Berseri wajah Ceng Si, memang inilah yang dinanti-nanti.
“Kalau begitu, Siocia, mudah saja untuk menolongnya! Dia miskin, membutuhkan uang. Kalau Siocia selalu memberi sesuatu yang berharga kepadanya, bukankah itu berarti sudah menolongnya?”

“Ceng Si, bagaimana kau bisa bilang begitu? Kalau aku sudah menjadi isteri orang lain, bagaimana aku sudi dan berani mengadakan hubungan dengan laki-laki lain?”

“Mudah saja Siocia. Kalau aku Ceng Si yang bodoh selalu menjadi pelayan pribadi Siocia, selalu berada di samping Siocia, apa sih sukarnya? Kalau Siocia masih selalu menolong pemuda she Cia itu, pendeknya mencukupi kebutuhan hidupnya, bahkan kalau perlu membiayai dia melanjutkan pelajarannya, di kota raja, bukankah itu berarti bahwa Siocia mempunyai pribudi yang tinggi?”

Bi Li berpikir dan ia berkali-kali menarik napas panjang.
“Akan tetapi aku khawatir sekali, Ceng Si. Surat-suratku banyak yang berada di tangannya! Kalau kelak… orang yang menjadi suamiku mengetahui akan hal ini, bukankah ini akan mendatangkan malapetaka hebat!”

Di dalam hatinya, Ceng Si tersenyum seperti iblis. Akan tetapi pada wajahnya yang manis itu, tersungging senyum manis yang penuh hiburan.

“Jangan khawatir, Siocia. Akulah yang akan minta kembali semua tulisan-tulisan itu.”

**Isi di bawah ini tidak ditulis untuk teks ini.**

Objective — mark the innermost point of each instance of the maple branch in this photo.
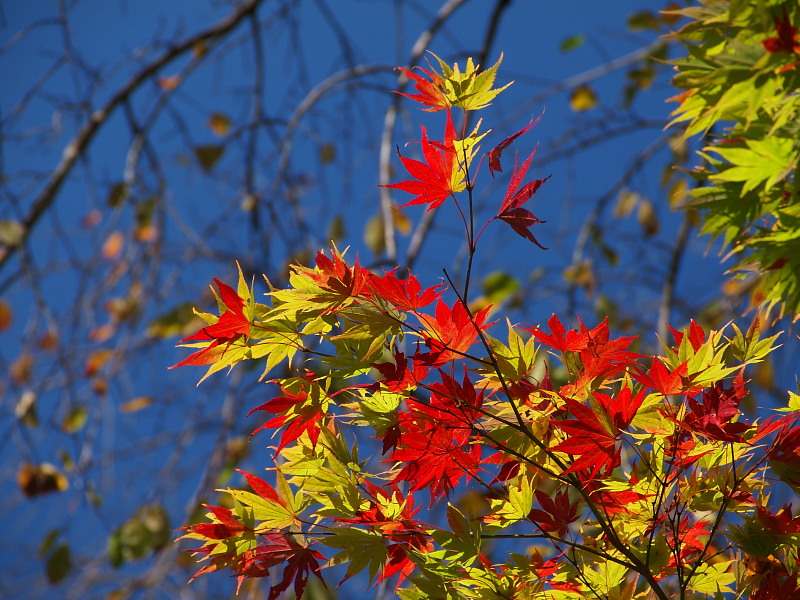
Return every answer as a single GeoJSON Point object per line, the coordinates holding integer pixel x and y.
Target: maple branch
{"type": "Point", "coordinates": [385, 153]}
{"type": "Point", "coordinates": [78, 145]}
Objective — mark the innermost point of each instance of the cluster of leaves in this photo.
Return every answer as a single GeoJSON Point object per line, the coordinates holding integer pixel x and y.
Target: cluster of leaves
{"type": "Point", "coordinates": [741, 80]}
{"type": "Point", "coordinates": [630, 476]}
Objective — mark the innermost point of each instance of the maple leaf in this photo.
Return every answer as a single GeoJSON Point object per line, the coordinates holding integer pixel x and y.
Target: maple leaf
{"type": "Point", "coordinates": [337, 276]}
{"type": "Point", "coordinates": [434, 435]}
{"type": "Point", "coordinates": [661, 379]}
{"type": "Point", "coordinates": [472, 89]}
{"type": "Point", "coordinates": [434, 459]}
{"type": "Point", "coordinates": [696, 335]}
{"type": "Point", "coordinates": [431, 92]}
{"type": "Point", "coordinates": [439, 176]}
{"type": "Point", "coordinates": [713, 415]}
{"type": "Point", "coordinates": [494, 153]}
{"type": "Point", "coordinates": [592, 434]}
{"type": "Point", "coordinates": [223, 341]}
{"type": "Point", "coordinates": [404, 294]}
{"type": "Point", "coordinates": [392, 515]}
{"type": "Point", "coordinates": [450, 333]}
{"type": "Point", "coordinates": [511, 211]}
{"type": "Point", "coordinates": [302, 407]}
{"type": "Point", "coordinates": [786, 40]}
{"type": "Point", "coordinates": [397, 377]}
{"type": "Point", "coordinates": [556, 514]}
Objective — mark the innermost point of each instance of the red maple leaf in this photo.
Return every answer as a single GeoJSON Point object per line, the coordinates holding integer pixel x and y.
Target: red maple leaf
{"type": "Point", "coordinates": [405, 294]}
{"type": "Point", "coordinates": [301, 412]}
{"type": "Point", "coordinates": [696, 335]}
{"type": "Point", "coordinates": [397, 376]}
{"type": "Point", "coordinates": [338, 277]}
{"type": "Point", "coordinates": [494, 153]}
{"type": "Point", "coordinates": [559, 338]}
{"type": "Point", "coordinates": [450, 333]}
{"type": "Point", "coordinates": [435, 437]}
{"type": "Point", "coordinates": [556, 514]}
{"type": "Point", "coordinates": [402, 530]}
{"type": "Point", "coordinates": [661, 379]}
{"type": "Point", "coordinates": [713, 415]}
{"type": "Point", "coordinates": [592, 434]}
{"type": "Point", "coordinates": [231, 326]}
{"type": "Point", "coordinates": [433, 180]}
{"type": "Point", "coordinates": [511, 211]}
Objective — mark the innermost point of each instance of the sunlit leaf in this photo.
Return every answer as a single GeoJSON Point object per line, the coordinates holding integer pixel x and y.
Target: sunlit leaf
{"type": "Point", "coordinates": [582, 99]}
{"type": "Point", "coordinates": [136, 404]}
{"type": "Point", "coordinates": [571, 43]}
{"type": "Point", "coordinates": [5, 315]}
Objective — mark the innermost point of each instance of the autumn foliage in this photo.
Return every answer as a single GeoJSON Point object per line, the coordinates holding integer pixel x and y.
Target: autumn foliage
{"type": "Point", "coordinates": [516, 461]}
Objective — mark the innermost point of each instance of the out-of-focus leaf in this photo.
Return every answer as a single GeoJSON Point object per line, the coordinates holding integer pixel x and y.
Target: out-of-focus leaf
{"type": "Point", "coordinates": [219, 124]}
{"type": "Point", "coordinates": [208, 156]}
{"type": "Point", "coordinates": [75, 419]}
{"type": "Point", "coordinates": [571, 42]}
{"type": "Point", "coordinates": [59, 564]}
{"type": "Point", "coordinates": [5, 315]}
{"type": "Point", "coordinates": [145, 532]}
{"type": "Point", "coordinates": [336, 230]}
{"type": "Point", "coordinates": [12, 233]}
{"type": "Point", "coordinates": [96, 361]}
{"type": "Point", "coordinates": [136, 404]}
{"type": "Point", "coordinates": [644, 19]}
{"type": "Point", "coordinates": [678, 193]}
{"type": "Point", "coordinates": [582, 99]}
{"type": "Point", "coordinates": [581, 275]}
{"type": "Point", "coordinates": [169, 83]}
{"type": "Point", "coordinates": [181, 320]}
{"type": "Point", "coordinates": [374, 234]}
{"type": "Point", "coordinates": [648, 218]}
{"type": "Point", "coordinates": [327, 153]}
{"type": "Point", "coordinates": [401, 222]}
{"type": "Point", "coordinates": [626, 202]}
{"type": "Point", "coordinates": [66, 460]}
{"type": "Point", "coordinates": [48, 341]}
{"type": "Point", "coordinates": [20, 370]}
{"type": "Point", "coordinates": [642, 76]}
{"type": "Point", "coordinates": [25, 410]}
{"type": "Point", "coordinates": [112, 247]}
{"type": "Point", "coordinates": [48, 542]}
{"type": "Point", "coordinates": [118, 194]}
{"type": "Point", "coordinates": [35, 480]}
{"type": "Point", "coordinates": [499, 286]}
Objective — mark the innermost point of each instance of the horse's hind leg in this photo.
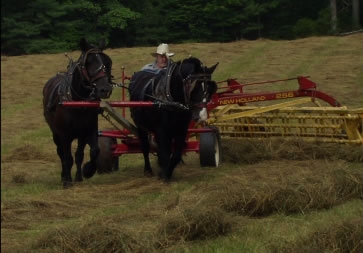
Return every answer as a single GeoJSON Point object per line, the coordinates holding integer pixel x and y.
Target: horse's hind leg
{"type": "Point", "coordinates": [89, 169]}
{"type": "Point", "coordinates": [164, 152]}
{"type": "Point", "coordinates": [145, 147]}
{"type": "Point", "coordinates": [177, 154]}
{"type": "Point", "coordinates": [64, 153]}
{"type": "Point", "coordinates": [79, 158]}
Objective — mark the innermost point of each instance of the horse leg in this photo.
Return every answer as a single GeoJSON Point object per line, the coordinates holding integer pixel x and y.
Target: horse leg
{"type": "Point", "coordinates": [145, 147]}
{"type": "Point", "coordinates": [59, 152]}
{"type": "Point", "coordinates": [177, 154]}
{"type": "Point", "coordinates": [164, 152]}
{"type": "Point", "coordinates": [79, 158]}
{"type": "Point", "coordinates": [89, 169]}
{"type": "Point", "coordinates": [65, 154]}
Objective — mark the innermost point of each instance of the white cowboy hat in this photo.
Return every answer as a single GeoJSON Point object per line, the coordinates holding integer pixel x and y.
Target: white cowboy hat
{"type": "Point", "coordinates": [163, 49]}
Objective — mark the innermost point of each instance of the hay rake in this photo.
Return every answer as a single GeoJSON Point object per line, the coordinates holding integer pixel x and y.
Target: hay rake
{"type": "Point", "coordinates": [229, 112]}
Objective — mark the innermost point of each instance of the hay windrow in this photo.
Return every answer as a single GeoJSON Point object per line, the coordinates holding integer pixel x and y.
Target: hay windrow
{"type": "Point", "coordinates": [251, 152]}
{"type": "Point", "coordinates": [345, 236]}
{"type": "Point", "coordinates": [190, 224]}
{"type": "Point", "coordinates": [101, 236]}
{"type": "Point", "coordinates": [288, 195]}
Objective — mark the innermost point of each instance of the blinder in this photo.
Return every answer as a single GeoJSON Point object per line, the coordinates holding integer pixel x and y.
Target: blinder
{"type": "Point", "coordinates": [100, 72]}
{"type": "Point", "coordinates": [190, 83]}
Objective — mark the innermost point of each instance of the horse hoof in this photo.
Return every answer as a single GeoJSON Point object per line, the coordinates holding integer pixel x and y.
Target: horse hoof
{"type": "Point", "coordinates": [88, 170]}
{"type": "Point", "coordinates": [148, 173]}
{"type": "Point", "coordinates": [79, 179]}
{"type": "Point", "coordinates": [67, 185]}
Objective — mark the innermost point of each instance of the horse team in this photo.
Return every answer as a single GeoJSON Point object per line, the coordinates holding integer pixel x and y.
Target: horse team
{"type": "Point", "coordinates": [182, 90]}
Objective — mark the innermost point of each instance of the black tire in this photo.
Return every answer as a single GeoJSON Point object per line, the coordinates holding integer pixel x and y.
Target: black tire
{"type": "Point", "coordinates": [210, 148]}
{"type": "Point", "coordinates": [106, 163]}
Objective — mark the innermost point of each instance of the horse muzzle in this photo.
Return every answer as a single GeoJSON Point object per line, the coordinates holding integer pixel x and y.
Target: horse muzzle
{"type": "Point", "coordinates": [200, 114]}
{"type": "Point", "coordinates": [104, 92]}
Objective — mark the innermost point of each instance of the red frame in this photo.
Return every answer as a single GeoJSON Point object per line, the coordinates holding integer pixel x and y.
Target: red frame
{"type": "Point", "coordinates": [131, 144]}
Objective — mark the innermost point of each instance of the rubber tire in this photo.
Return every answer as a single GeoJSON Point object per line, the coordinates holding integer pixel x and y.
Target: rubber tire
{"type": "Point", "coordinates": [106, 163]}
{"type": "Point", "coordinates": [210, 148]}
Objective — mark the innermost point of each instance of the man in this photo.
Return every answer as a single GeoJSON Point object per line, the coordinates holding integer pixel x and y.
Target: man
{"type": "Point", "coordinates": [162, 58]}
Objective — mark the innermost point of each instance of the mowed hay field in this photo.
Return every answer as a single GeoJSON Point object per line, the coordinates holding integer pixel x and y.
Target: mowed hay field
{"type": "Point", "coordinates": [271, 196]}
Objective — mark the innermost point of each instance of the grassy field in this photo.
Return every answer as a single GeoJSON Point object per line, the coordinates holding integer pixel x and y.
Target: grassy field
{"type": "Point", "coordinates": [266, 197]}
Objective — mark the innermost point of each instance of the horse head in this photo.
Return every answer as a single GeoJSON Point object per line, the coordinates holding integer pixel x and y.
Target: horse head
{"type": "Point", "coordinates": [198, 86]}
{"type": "Point", "coordinates": [95, 67]}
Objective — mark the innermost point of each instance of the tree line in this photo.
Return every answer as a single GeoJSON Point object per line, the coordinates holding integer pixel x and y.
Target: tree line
{"type": "Point", "coordinates": [50, 26]}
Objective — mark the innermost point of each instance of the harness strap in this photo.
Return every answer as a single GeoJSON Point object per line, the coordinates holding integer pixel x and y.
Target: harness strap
{"type": "Point", "coordinates": [143, 91]}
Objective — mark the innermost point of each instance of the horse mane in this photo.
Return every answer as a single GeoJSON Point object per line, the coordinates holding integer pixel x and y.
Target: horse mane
{"type": "Point", "coordinates": [198, 65]}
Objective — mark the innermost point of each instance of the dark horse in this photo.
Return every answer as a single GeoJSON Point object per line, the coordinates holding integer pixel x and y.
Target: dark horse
{"type": "Point", "coordinates": [87, 79]}
{"type": "Point", "coordinates": [182, 91]}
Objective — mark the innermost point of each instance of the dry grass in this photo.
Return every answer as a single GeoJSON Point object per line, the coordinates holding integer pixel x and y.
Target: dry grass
{"type": "Point", "coordinates": [299, 189]}
{"type": "Point", "coordinates": [192, 223]}
{"type": "Point", "coordinates": [124, 212]}
{"type": "Point", "coordinates": [342, 237]}
{"type": "Point", "coordinates": [101, 236]}
{"type": "Point", "coordinates": [247, 151]}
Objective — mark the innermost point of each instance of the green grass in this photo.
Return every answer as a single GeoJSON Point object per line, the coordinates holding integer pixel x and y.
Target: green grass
{"type": "Point", "coordinates": [35, 207]}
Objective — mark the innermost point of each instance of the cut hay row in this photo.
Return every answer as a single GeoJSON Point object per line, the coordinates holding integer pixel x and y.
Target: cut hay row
{"type": "Point", "coordinates": [344, 236]}
{"type": "Point", "coordinates": [211, 210]}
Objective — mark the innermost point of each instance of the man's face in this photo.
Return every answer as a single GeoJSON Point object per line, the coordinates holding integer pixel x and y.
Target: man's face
{"type": "Point", "coordinates": [161, 61]}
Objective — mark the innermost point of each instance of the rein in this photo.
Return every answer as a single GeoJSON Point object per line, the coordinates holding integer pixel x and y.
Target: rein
{"type": "Point", "coordinates": [87, 82]}
{"type": "Point", "coordinates": [189, 83]}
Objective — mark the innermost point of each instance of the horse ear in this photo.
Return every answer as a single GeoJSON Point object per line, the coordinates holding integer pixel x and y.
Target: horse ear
{"type": "Point", "coordinates": [102, 44]}
{"type": "Point", "coordinates": [211, 69]}
{"type": "Point", "coordinates": [84, 45]}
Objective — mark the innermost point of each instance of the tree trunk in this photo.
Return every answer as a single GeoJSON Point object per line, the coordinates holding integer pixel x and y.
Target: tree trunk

Akhirnya Bi Li dapat dibujuk dan dihibur. Gadis ini mengeluarkan surat-surat dari Cia Sun yang tadinya disimpannya, menyerahkan semua surat itu kepada Ceng Si dengan perintah agar semua surat ini dibakar.

Ceng Si memang melakukan perintah ini, akan tetapi tidak semua surat dibakarnya, ada beberapa helai yang diam-diam ia sembunyikan dan simpan. Dua helai surat dari Cia Sun ini merupakan senjataku yang paling ampuh terhadap Song-siocia, pikirnya.

Kita tunda dulu dan membiarkan nona Song Bi Li melamun tentang pernikahannya yang dihadapi, dan mari kita mengikuti peristiwa lain yang amat hebat.